Symmetric-key algorithms[1] are algorithms for cryptography that use the same cryptographic keys for both encryption of plaintext and decryption of ciphertext. The keys may be identical or there may be a simple transformation to go between the two keys. The keys, in practice, represent a shared secret between two or more parties that can be used to maintain a private information link.[2] This requirement that both parties have access to the secret key is one of the main drawbacks of symmetric key encryption, in comparison to public-key encryption (also known as asymmetric key encryption).[3]  Learn More

Public or Asymmetric Key Encryption

Public key cryptography, or asymmetric cryptography, is any cryptographic system that uses pairs of keyspublic keys, which may be disseminated widely, and private keys which are known only to the owner. This accomplishes two functions: authentication, which is when the public key is used to verify that a holder of the paired private key sent the message, and encryption, whereby only the holder of the paired private key can decrypt the message encrypted with the public key.  Learn More

SendSafely

SendSafely is an add in for either Google’s Gmail or Microsoft’s Outlook. The Gmail version, just like Gmail, is free. The Outlook version, just like Outlook, is not.
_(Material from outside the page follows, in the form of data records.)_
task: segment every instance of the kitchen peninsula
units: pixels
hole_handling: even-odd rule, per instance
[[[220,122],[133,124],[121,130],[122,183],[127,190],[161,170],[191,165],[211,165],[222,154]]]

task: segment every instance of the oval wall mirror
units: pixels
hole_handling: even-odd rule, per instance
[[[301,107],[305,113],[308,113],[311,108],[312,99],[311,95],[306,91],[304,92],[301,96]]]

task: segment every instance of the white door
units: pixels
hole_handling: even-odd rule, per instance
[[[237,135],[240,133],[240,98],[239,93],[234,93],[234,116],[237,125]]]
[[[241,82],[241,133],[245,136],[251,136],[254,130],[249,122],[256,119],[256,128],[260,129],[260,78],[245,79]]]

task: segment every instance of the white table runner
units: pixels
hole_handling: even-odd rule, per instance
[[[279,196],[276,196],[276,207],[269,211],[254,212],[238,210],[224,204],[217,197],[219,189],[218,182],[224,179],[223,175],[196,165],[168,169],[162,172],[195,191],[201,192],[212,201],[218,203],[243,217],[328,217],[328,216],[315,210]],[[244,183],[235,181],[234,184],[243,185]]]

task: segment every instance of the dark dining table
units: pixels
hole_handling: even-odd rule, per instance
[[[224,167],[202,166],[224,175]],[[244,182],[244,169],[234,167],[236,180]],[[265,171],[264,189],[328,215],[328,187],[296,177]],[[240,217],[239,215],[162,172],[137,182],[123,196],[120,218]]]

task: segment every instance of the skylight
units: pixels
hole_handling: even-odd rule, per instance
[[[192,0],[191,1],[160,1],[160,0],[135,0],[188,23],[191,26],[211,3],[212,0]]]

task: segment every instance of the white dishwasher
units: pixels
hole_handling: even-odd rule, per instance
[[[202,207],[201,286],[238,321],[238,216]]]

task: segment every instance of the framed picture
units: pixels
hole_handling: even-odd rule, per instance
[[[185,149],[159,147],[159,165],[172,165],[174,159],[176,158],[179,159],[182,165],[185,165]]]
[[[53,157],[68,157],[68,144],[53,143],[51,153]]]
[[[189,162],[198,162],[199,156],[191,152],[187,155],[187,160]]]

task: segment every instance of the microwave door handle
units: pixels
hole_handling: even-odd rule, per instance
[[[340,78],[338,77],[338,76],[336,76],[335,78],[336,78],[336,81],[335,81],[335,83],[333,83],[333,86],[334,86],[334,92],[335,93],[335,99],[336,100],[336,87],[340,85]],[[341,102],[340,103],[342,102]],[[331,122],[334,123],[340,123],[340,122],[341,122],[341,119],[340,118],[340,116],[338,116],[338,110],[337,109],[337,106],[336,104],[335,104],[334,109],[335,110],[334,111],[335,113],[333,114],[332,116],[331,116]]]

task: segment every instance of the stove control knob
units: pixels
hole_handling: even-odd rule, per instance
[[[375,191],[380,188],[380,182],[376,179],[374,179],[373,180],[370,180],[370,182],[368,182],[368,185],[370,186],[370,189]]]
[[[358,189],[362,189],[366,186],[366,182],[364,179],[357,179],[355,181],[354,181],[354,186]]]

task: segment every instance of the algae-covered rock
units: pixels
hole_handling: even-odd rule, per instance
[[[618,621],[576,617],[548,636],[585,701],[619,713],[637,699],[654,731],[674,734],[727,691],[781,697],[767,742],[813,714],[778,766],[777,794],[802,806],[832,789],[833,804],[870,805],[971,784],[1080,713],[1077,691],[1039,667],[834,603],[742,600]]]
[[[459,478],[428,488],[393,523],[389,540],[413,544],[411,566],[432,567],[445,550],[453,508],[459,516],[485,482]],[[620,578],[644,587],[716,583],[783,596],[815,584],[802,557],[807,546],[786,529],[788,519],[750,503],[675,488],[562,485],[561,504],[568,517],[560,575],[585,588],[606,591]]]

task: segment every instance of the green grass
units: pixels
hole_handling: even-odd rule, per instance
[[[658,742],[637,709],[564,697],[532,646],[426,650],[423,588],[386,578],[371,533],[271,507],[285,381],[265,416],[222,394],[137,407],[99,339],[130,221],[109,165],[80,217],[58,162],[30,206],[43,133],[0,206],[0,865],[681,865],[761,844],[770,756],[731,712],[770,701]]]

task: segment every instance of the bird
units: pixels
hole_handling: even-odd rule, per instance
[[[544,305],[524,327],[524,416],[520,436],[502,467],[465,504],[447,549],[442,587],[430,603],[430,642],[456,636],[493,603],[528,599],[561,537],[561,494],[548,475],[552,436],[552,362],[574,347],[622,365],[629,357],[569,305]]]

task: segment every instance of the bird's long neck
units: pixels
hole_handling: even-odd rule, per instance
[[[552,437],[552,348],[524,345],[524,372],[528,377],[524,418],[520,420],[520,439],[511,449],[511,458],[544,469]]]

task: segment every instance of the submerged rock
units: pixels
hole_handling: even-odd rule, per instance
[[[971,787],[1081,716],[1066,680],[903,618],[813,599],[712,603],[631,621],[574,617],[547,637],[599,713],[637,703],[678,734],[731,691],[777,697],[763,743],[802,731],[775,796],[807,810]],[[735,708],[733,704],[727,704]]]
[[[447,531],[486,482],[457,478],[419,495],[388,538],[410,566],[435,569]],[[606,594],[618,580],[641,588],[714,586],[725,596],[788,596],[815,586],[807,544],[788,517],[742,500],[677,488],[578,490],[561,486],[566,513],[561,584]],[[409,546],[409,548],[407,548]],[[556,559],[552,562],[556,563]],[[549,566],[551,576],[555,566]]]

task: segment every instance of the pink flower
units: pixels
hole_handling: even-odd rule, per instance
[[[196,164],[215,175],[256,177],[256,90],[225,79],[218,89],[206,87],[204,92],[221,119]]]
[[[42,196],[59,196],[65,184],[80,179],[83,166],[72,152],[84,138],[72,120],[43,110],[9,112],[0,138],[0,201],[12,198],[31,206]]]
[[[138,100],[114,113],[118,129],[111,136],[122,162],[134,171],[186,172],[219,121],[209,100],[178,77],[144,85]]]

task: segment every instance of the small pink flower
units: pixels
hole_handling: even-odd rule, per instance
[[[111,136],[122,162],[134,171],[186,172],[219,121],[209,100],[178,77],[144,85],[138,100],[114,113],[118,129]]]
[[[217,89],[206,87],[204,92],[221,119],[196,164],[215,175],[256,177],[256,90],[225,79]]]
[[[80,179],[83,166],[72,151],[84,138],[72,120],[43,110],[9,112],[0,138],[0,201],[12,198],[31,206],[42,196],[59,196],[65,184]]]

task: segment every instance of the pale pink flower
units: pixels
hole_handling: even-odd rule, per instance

It uses a synchronous algorithm (AES-256), however the receiver decrypts the email by receiving a code in an SMS message on their cell phone or in an email so the receiver does not need to have a private key nor the sender need to have the receiver’s public key. This approach combines the best of the synchronous approach but without the necessity having any keys.

The sender first invokes the SendSafely app within either gmail or Outlook, adds the recipients email address, message and attachments (step 1).  SendSafely generates the “Server Secret” and provides it to the sender’s machine (Step 2).  The “ClientSecret” is generated on the sender’s machine (unknown to SendSafely) and is merged with the “Server Secret” to form the key (Step 3).  The sender’s machine encrypts the items and Uploads them to SendSafely using the key (Step 4).

The sender  emails the “Client Secret” and a link to SendSafely to the recipient (Step 6). When the recipient attempts to connect via the email link, SendSafely sends an access code to either the recipient’s mobile phone or email address at their discretion.